The group was founded in Bastrop in Morehouse Parish, Louisiana, by the Pentecostal pastor Joel Wesley Hemphill, Sr. (born August 1, 1939) and his Alabama-born wife, the former LaBreeska Rogers (1940-2015). Joel Hemphill is a native of West Monroe, Louisiana, and himself the son of a pastor, William Tillmon Hemphill (1892-1981), and the father's second wife, the former Beatrice Brown (1918-2008).[1]
Joel was the lead singer; LaBreeska sang alto. The couple wed in 1957 and relocated in 1972 to Nashville, Tennessee, to be near the center of the country music industry. Their three children, Joel, Jr. (drums), Trent (bass and pianist), and Candy Hemphill Christmas (soprano), sang with the group until 1990, when all left to follow their own paths. There were also non-family member musicians employed for the band. In the early years, Tim McKeithen (baritone), a nephew of Joel Hemphill, and Tim's wife, Dixie (soprano), filled the spots prior to the arrival of the Hemphill children.[2] Tim and Dixie later formed their own group, The McKeithens.[3]
Before they went on tour, The Hemphills negotiated their first recording contract in 1966 as a duet with Canaan Records, a division of Word, then the largest gospel music company.[4] In time, they were particularly known for "Sweetest Words He Ever Said (I Forgive)", "I’ll Soon Be Gone", and "I Came On Business For The King."[2]

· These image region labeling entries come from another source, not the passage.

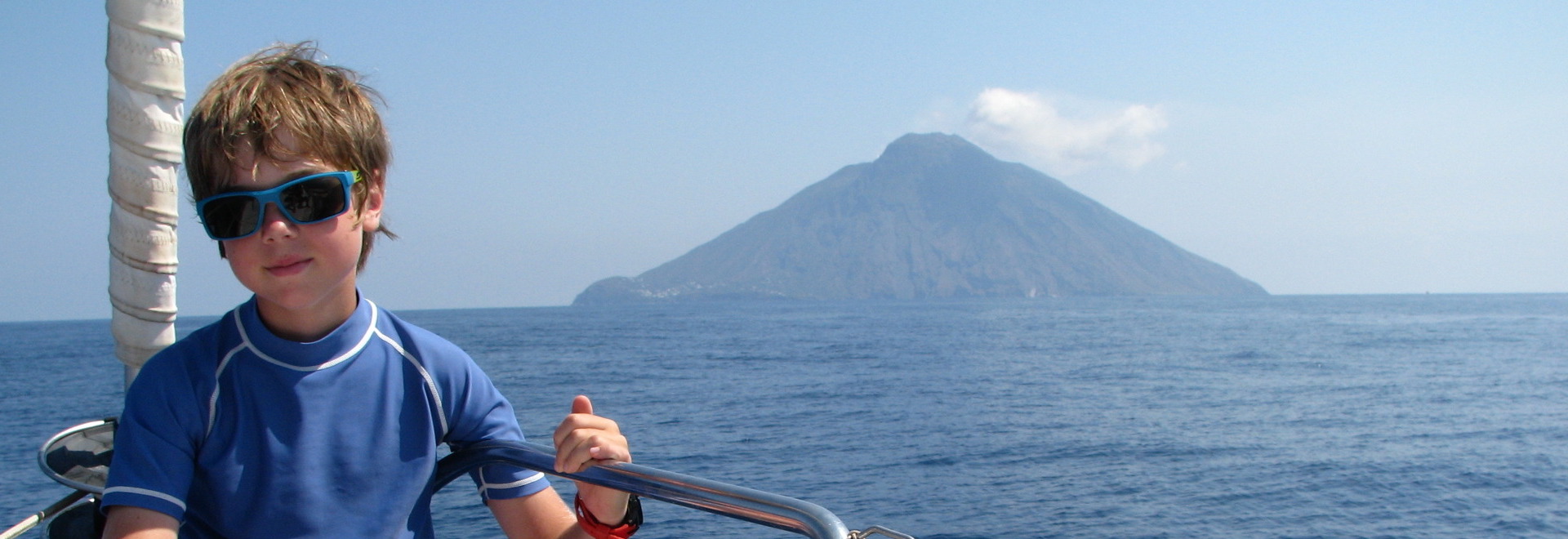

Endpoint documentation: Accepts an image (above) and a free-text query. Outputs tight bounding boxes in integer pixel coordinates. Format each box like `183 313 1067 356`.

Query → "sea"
0 295 1568 539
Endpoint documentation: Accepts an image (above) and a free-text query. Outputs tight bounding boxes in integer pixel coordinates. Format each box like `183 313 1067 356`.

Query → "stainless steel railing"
430 440 914 539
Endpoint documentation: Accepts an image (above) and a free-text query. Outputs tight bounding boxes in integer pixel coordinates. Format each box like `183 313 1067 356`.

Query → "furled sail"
105 0 185 384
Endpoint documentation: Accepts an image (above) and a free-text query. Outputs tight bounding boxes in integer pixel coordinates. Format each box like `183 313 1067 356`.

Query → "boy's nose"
262 203 295 238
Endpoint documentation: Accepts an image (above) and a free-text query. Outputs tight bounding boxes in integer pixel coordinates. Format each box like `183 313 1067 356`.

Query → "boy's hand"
555 394 632 473
555 394 632 525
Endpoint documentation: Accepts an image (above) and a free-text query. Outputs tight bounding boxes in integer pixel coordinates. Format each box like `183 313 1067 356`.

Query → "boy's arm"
104 506 180 539
486 488 588 539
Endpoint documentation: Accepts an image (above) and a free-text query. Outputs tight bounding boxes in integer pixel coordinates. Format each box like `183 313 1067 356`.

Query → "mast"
105 0 185 384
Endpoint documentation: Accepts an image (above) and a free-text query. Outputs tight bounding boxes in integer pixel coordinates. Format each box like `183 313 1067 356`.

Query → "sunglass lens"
279 176 348 222
201 196 261 240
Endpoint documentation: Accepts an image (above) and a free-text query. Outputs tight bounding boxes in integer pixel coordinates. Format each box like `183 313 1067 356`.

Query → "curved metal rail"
430 440 859 539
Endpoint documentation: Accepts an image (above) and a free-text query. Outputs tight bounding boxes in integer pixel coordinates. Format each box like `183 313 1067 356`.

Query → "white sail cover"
105 0 185 384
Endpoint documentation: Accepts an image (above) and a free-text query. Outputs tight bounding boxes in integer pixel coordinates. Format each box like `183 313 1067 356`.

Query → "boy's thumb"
572 394 593 415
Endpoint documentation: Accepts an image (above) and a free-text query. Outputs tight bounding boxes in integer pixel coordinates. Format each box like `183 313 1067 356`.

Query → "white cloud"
964 87 1168 176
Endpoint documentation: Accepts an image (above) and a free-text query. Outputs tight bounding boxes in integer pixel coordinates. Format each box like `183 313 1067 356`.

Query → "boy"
104 46 639 537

Having won eight Gospel Music Association Dove Awards, The Hemphills excelled on the music charts in the 1970s, 1980s, and 1990s,[4] with multiple albums under, first, Canaan Records, and then mostly the Heartwarming Records label. Their 1967 album is The Country-Gospel Style of The Hemphills. Later albums are Band of Light (1989) and Walking in the Light (2003). [3] A reviewer for The Washington Post described one of The Hemphills concerts held at DAR Constitution Hall in Washington, D.C., accordingly: "Mrs. Hemphill has a powerful and convincing voice, and The Hemphills do not have one sit-still song in their repertoire.”[4]
LaBreeska Rogers Hemphill was born to Walter Erskine Rogers and the former Gussie Mae Goodman, later Gussie Rudd (1923-1990), in Flat Creek in populous Jefferson County near Birmingham, Alabama. She first sang at Ryman Auditorium in Nashville at the age of nine with her group, the Happy Goodman Family. Her uncle, Howard "Happy" Goodman (1921-2002), originated the family group[5] and had his own gospel singing group as well.[6] Young LaBreeska performed during a monthly all-night gospel sing at the Ryman. As she progressed in her singing career, she became known for "I Claim The Blood," "Grandma's Rocking Chair," and "Unfinished Task."[4]
In 2011, Joel and LaBreeska Hemphill were honored with an exhibit at the Delta Music Museum in downtown Ferriday.[4]
Late in 2015, LaBreeksa Hemphill died at the age of seventy-five in Nashville, Tennessee, after a two-year struggle with brain cancer. She is interred at Hasley Cemetery in West Monroe, Louisiana.[4]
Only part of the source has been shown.